ニブルヘイムで、そしてスラムで過ごしたティファの半生がここに

 名作『ファイナルファンタジーVII』(以下、FF7)を原作に、3部作構成で作り直すリメイクシリーズが現在展開中です。その2作目にあたる『ファイナルファンタジー7 リバース』(以下、FF7 リバース)が2024年2月29日(木)に発売を迎えました。

 このリメイクシリーズでは、原作の物語をベースに、その描写はさらに深掘りされています。主人公のクラウドはもちろん、仲間たちや主要な登場人物も濃密に描かれており、その心理や行動理由などがより明確です。

 ですが、ゲーム本編だけで彼らの全てを描き切ることはできません。ボリュームという意味でも限界がありますし、ゲームのテンポも損なってしまいます。

 もちろん、物語の把握はゲームの内容だけで十分足りていますが、もっと詳しく知りたい、キャラクターへの理解を深めたいと考える人もいることでしょう。そんな人々にお勧めしたいのが、『FF7』関連のシナリオを多数手がける野島一成氏が記した小説 『ファイナルファンタジーVII REMAKE Traces of Two Pasts』(以下、Traces of Two Pasts)です。
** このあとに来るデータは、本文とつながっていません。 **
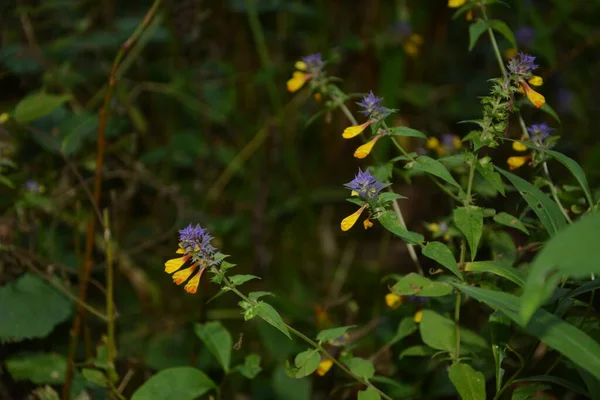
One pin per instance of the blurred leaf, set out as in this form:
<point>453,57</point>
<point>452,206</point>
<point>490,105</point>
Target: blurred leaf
<point>433,167</point>
<point>180,383</point>
<point>271,316</point>
<point>574,252</point>
<point>406,131</point>
<point>470,222</point>
<point>38,105</point>
<point>31,308</point>
<point>251,366</point>
<point>497,268</point>
<point>508,220</point>
<point>556,333</point>
<point>546,209</point>
<point>333,333</point>
<point>470,384</point>
<point>504,30</point>
<point>390,221</point>
<point>38,368</point>
<point>217,340</point>
<point>369,394</point>
<point>361,367</point>
<point>476,29</point>
<point>416,285</point>
<point>439,252</point>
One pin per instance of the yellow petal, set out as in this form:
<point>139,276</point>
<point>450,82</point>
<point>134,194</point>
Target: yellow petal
<point>518,146</point>
<point>192,285</point>
<point>297,81</point>
<point>366,148</point>
<point>355,130</point>
<point>301,65</point>
<point>536,81</point>
<point>351,219</point>
<point>516,161</point>
<point>393,300</point>
<point>174,264</point>
<point>418,316</point>
<point>432,143</point>
<point>456,3</point>
<point>537,99</point>
<point>180,276</point>
<point>324,366</point>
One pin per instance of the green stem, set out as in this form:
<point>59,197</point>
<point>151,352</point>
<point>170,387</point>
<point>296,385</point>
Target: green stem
<point>308,340</point>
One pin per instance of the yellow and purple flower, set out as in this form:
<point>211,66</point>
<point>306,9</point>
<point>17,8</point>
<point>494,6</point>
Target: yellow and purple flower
<point>194,244</point>
<point>367,187</point>
<point>310,67</point>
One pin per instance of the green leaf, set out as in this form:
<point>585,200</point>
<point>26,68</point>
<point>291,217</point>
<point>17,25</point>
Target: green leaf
<point>546,210</point>
<point>406,131</point>
<point>217,340</point>
<point>306,363</point>
<point>38,105</point>
<point>361,367</point>
<point>573,343</point>
<point>439,252</point>
<point>180,383</point>
<point>433,167</point>
<point>508,220</point>
<point>476,29</point>
<point>38,368</point>
<point>504,30</point>
<point>572,252</point>
<point>497,268</point>
<point>417,285</point>
<point>333,333</point>
<point>271,316</point>
<point>251,366</point>
<point>369,394</point>
<point>487,172</point>
<point>390,221</point>
<point>470,384</point>
<point>31,308</point>
<point>470,222</point>
<point>240,279</point>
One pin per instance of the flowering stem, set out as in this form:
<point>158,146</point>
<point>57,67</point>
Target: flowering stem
<point>308,340</point>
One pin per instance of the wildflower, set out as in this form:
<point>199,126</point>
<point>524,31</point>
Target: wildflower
<point>374,112</point>
<point>310,67</point>
<point>366,186</point>
<point>393,300</point>
<point>324,366</point>
<point>194,244</point>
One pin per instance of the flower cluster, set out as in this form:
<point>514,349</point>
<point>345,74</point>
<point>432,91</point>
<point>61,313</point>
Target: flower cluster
<point>310,67</point>
<point>367,187</point>
<point>521,67</point>
<point>539,136</point>
<point>375,112</point>
<point>194,244</point>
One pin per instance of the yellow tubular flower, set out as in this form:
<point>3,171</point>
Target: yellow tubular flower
<point>297,81</point>
<point>536,81</point>
<point>324,366</point>
<point>192,285</point>
<point>366,148</point>
<point>516,161</point>
<point>355,130</point>
<point>537,99</point>
<point>518,146</point>
<point>456,3</point>
<point>393,301</point>
<point>418,316</point>
<point>351,219</point>
<point>180,276</point>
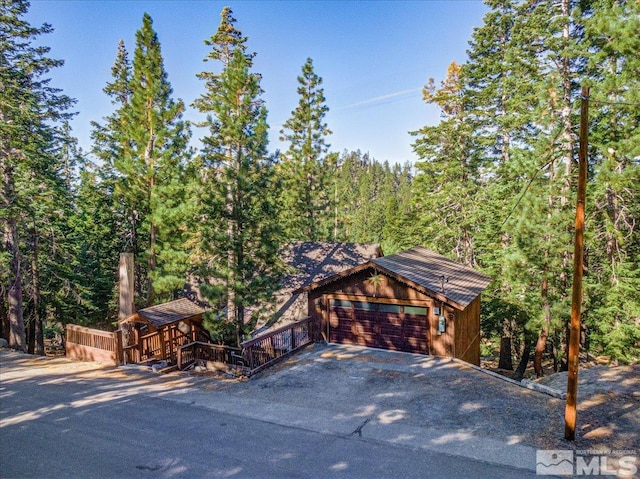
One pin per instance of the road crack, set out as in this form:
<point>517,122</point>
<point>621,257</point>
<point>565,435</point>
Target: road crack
<point>358,430</point>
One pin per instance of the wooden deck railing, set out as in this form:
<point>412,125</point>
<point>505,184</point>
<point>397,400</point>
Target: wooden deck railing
<point>263,351</point>
<point>93,344</point>
<point>192,352</point>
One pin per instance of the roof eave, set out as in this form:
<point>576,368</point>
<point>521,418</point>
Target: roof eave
<point>372,264</point>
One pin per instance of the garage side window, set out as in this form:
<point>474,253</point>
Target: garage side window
<point>390,308</point>
<point>341,303</point>
<point>363,306</point>
<point>417,310</point>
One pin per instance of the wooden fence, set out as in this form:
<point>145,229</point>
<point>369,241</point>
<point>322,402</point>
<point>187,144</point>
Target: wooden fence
<point>255,355</point>
<point>265,350</point>
<point>88,344</point>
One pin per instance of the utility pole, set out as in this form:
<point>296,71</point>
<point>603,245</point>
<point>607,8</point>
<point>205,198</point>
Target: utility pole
<point>578,259</point>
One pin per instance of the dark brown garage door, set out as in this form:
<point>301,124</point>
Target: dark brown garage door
<point>379,325</point>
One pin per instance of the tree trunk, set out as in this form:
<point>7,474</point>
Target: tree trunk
<point>38,333</point>
<point>17,338</point>
<point>524,360</point>
<point>541,344</point>
<point>4,316</point>
<point>505,361</point>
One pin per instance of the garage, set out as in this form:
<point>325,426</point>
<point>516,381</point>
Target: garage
<point>379,325</point>
<point>414,301</point>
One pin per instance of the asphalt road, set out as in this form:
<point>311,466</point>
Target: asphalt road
<point>82,427</point>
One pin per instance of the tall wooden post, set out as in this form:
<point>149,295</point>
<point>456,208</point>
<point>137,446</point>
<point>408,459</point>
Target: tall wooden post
<point>570,412</point>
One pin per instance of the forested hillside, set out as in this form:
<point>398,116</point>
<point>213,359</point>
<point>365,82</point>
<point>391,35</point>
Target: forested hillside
<point>494,187</point>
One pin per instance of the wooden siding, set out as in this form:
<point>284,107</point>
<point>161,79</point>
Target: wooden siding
<point>461,338</point>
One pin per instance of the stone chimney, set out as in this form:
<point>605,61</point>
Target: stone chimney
<point>125,304</point>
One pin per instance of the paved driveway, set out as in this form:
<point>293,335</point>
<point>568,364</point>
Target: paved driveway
<point>79,420</point>
<point>409,401</point>
<point>419,401</point>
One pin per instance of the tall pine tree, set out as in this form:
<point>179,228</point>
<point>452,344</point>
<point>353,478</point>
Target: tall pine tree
<point>30,133</point>
<point>144,145</point>
<point>306,199</point>
<point>239,229</point>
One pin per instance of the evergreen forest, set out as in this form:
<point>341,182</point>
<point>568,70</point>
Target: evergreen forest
<point>494,187</point>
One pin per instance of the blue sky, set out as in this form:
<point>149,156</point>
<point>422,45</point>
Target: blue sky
<point>374,57</point>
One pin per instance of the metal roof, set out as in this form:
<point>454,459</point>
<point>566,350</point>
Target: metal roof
<point>438,274</point>
<point>171,312</point>
<point>426,271</point>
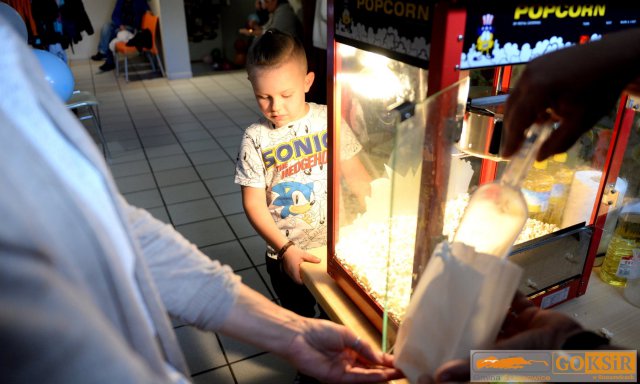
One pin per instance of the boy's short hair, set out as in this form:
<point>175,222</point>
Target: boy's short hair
<point>274,48</point>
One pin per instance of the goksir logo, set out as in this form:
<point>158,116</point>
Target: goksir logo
<point>551,365</point>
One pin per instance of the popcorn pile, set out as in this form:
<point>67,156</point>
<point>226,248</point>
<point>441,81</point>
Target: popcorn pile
<point>379,254</point>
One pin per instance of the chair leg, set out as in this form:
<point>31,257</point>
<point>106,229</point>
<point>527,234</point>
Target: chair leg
<point>95,115</point>
<point>160,65</point>
<point>117,58</point>
<point>150,58</point>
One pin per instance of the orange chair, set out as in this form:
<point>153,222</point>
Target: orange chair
<point>150,22</point>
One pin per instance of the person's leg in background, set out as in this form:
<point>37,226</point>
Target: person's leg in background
<point>107,33</point>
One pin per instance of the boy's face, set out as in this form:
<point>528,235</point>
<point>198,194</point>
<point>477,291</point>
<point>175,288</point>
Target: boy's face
<point>280,91</point>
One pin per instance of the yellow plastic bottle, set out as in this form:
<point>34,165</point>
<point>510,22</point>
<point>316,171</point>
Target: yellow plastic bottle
<point>562,178</point>
<point>623,251</point>
<point>537,190</point>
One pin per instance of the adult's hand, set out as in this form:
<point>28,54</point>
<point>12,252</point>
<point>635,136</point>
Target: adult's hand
<point>576,85</point>
<point>328,351</point>
<point>293,257</point>
<point>334,354</point>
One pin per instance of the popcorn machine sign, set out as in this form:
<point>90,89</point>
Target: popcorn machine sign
<point>510,32</point>
<point>398,29</point>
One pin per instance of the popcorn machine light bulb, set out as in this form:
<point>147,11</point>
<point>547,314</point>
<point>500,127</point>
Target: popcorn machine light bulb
<point>497,211</point>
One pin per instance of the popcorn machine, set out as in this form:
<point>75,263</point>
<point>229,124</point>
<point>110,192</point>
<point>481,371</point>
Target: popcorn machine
<point>421,86</point>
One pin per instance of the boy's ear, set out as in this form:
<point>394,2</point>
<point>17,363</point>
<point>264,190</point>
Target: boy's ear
<point>308,81</point>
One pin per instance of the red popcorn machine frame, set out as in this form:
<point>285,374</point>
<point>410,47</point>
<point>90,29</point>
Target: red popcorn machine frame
<point>420,85</point>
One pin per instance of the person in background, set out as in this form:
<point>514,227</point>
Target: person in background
<point>87,281</point>
<point>281,17</point>
<point>126,16</point>
<point>257,18</point>
<point>575,86</point>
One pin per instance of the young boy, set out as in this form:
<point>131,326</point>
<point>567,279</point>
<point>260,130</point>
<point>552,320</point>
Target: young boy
<point>282,165</point>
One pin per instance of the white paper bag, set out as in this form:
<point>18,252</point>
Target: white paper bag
<point>458,305</point>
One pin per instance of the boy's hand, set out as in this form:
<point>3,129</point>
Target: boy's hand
<point>293,257</point>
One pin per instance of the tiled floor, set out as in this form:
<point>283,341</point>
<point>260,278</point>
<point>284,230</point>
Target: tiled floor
<point>173,145</point>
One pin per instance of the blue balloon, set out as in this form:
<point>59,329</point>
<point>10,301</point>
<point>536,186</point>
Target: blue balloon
<point>57,73</point>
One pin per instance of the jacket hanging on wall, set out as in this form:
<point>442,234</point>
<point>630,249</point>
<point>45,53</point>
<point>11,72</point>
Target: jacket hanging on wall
<point>62,23</point>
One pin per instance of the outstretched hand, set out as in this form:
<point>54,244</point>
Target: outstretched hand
<point>525,327</point>
<point>575,86</point>
<point>333,353</point>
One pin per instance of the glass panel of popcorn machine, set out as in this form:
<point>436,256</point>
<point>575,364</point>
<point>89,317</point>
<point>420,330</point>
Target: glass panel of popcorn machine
<point>382,134</point>
<point>373,91</point>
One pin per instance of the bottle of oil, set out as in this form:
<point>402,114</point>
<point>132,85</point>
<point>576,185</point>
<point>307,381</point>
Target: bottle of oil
<point>537,190</point>
<point>624,249</point>
<point>562,178</point>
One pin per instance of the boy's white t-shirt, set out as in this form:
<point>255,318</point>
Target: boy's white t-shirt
<point>290,162</point>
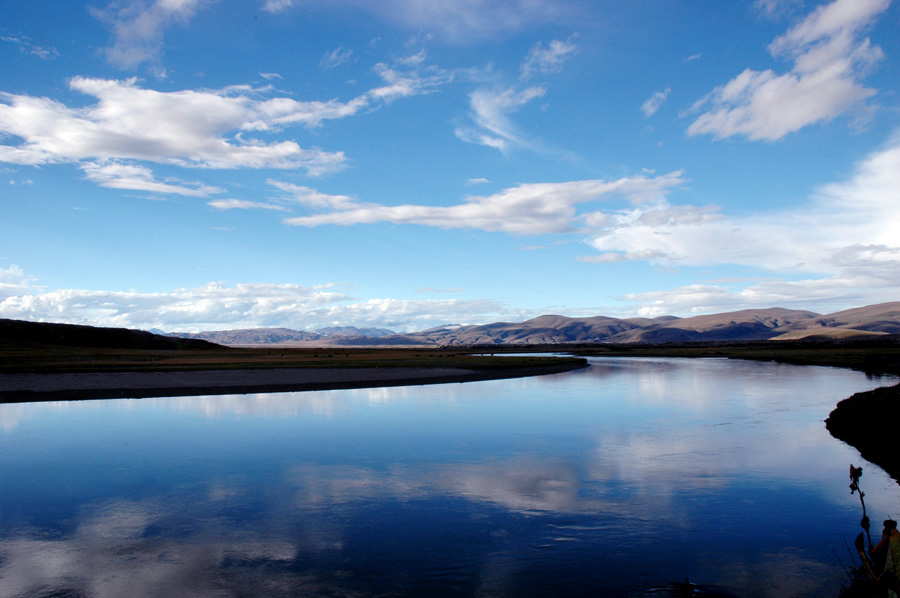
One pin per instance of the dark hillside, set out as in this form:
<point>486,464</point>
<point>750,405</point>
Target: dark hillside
<point>19,333</point>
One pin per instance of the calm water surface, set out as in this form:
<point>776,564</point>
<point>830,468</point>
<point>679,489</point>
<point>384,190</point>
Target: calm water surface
<point>617,480</point>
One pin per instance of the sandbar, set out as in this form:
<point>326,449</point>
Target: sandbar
<point>29,387</point>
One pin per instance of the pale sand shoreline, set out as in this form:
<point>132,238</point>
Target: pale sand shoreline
<point>15,388</point>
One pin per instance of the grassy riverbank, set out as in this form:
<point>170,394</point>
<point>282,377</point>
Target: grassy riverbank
<point>868,421</point>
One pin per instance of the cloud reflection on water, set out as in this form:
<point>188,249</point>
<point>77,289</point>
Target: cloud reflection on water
<point>646,457</point>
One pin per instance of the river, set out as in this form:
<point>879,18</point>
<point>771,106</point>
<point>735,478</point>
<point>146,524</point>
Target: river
<point>621,479</point>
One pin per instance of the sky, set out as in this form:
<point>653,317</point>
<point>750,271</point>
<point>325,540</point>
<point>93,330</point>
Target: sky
<point>188,165</point>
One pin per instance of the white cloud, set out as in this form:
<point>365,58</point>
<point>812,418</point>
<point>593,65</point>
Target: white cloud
<point>191,128</point>
<point>138,27</point>
<point>528,209</point>
<point>842,243</point>
<point>217,306</point>
<point>655,102</point>
<point>491,114</point>
<point>313,199</point>
<point>542,60</point>
<point>336,57</point>
<point>830,60</point>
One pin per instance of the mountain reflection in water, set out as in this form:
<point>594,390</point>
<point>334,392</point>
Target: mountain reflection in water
<point>617,480</point>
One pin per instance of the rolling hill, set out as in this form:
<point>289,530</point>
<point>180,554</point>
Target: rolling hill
<point>745,325</point>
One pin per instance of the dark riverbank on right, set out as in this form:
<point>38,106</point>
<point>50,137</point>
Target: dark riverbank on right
<point>867,421</point>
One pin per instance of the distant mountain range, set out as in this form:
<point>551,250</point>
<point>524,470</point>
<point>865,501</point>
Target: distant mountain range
<point>746,325</point>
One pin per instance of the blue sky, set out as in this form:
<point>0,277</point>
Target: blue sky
<point>198,164</point>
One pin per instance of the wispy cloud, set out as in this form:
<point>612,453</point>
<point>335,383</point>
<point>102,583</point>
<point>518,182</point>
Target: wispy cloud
<point>138,27</point>
<point>191,129</point>
<point>655,102</point>
<point>842,243</point>
<point>118,175</point>
<point>242,204</point>
<point>528,209</point>
<point>491,112</point>
<point>541,60</point>
<point>459,21</point>
<point>830,59</point>
<point>492,107</point>
<point>26,46</point>
<point>336,57</point>
<point>218,306</point>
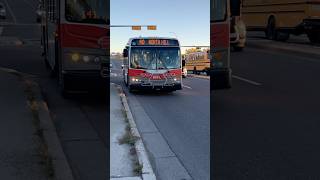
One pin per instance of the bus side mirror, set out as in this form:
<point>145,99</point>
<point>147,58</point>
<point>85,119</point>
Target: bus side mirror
<point>125,53</point>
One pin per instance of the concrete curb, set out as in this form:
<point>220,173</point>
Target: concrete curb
<point>62,170</point>
<point>199,76</point>
<point>10,41</point>
<point>286,47</point>
<point>147,171</point>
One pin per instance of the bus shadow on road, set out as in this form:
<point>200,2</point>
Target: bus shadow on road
<point>153,93</point>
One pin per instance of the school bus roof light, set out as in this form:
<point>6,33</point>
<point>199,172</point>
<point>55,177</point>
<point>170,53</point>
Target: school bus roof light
<point>136,28</point>
<point>152,27</point>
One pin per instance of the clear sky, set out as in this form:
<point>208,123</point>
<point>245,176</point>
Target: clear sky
<point>188,20</point>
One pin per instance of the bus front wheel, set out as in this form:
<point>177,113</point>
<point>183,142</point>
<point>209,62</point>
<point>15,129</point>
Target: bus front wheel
<point>271,28</point>
<point>314,36</point>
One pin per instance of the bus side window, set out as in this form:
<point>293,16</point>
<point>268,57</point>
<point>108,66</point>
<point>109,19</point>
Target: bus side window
<point>183,63</point>
<point>52,10</point>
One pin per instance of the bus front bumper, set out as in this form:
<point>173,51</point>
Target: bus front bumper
<point>172,87</point>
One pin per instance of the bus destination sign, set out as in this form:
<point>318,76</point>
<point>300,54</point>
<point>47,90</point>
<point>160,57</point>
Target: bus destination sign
<point>154,42</point>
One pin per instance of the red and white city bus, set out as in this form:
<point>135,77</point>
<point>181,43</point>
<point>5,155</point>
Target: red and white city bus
<point>76,36</point>
<point>152,63</point>
<point>220,45</point>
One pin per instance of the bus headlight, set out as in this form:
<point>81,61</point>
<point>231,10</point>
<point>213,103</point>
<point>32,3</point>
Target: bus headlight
<point>86,59</point>
<point>76,58</point>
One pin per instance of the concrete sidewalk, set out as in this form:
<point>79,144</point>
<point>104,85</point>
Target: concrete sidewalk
<point>20,148</point>
<point>121,161</point>
<point>128,157</point>
<point>29,145</point>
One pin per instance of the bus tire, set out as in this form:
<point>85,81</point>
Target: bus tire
<point>281,36</point>
<point>314,36</point>
<point>271,29</point>
<point>237,48</point>
<point>130,88</point>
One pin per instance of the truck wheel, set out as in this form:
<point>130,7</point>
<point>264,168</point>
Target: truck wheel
<point>282,36</point>
<point>314,37</point>
<point>271,28</point>
<point>237,48</point>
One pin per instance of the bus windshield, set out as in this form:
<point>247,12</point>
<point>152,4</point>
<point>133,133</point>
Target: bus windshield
<point>87,11</point>
<point>155,58</point>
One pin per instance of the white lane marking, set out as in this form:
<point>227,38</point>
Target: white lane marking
<point>113,74</point>
<point>246,80</point>
<point>188,87</point>
<point>11,12</point>
<point>19,24</point>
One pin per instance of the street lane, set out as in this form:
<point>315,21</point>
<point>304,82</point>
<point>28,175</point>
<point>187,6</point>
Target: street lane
<point>182,117</point>
<point>269,131</point>
<point>80,121</point>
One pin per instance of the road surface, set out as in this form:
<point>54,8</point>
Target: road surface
<point>267,125</point>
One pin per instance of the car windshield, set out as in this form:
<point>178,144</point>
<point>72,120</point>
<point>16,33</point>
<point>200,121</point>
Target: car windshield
<point>87,11</point>
<point>155,58</point>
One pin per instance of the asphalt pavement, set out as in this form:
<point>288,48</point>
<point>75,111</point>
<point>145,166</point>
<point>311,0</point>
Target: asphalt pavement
<point>267,125</point>
<point>81,120</point>
<point>181,118</point>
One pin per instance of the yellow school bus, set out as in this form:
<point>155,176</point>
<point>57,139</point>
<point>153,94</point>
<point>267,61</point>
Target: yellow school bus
<point>197,61</point>
<point>280,18</point>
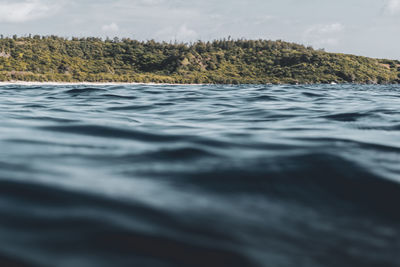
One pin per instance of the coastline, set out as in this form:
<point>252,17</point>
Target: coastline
<point>23,83</point>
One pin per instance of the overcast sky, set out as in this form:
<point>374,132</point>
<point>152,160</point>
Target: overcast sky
<point>363,27</point>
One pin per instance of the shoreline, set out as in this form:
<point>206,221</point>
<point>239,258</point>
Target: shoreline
<point>24,83</point>
<point>90,83</point>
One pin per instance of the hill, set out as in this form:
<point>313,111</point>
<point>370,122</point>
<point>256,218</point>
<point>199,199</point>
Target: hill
<point>52,58</point>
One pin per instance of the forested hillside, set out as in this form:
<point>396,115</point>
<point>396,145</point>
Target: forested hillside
<point>53,58</point>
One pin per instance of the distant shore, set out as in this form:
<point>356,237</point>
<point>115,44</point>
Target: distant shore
<point>88,83</point>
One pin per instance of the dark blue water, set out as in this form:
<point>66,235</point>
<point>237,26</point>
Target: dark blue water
<point>248,176</point>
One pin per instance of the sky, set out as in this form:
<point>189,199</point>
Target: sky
<point>361,27</point>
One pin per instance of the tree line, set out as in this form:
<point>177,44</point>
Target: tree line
<point>53,58</point>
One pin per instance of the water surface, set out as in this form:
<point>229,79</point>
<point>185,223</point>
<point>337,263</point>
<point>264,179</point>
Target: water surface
<point>249,176</point>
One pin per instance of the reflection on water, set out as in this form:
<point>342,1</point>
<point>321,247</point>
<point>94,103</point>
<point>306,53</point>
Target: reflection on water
<point>148,175</point>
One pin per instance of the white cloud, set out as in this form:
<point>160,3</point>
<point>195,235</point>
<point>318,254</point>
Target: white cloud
<point>27,10</point>
<point>322,35</point>
<point>111,28</point>
<point>325,29</point>
<point>392,7</point>
<point>183,33</point>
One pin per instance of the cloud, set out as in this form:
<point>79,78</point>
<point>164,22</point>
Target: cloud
<point>182,33</point>
<point>113,27</point>
<point>322,35</point>
<point>27,10</point>
<point>392,7</point>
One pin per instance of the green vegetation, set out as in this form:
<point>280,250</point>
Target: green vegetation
<point>52,58</point>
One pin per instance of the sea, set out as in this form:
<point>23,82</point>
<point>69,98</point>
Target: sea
<point>199,175</point>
 この小説は主に、2大ヒロインである「ティファ」と「エアリス」の前日譚が、思い出語りという形で綴られています。エアリスの物語も興味深いのですが、本編以前からクラウドとの繋がりがあり、物語上でも重要な存在となるティファの前日譚は、『FF7 リバース』のストーリーを理解するのに大いに役立ちます。

 理解を深めるには『Traces of Two Pasts』を読んでもらうのが一番ですが、いきなりお勧めされても戸惑うことでしょう。そこでまずは、この小説でどんなティファが描かれているのか、その要所を分かりやすくお伝えします。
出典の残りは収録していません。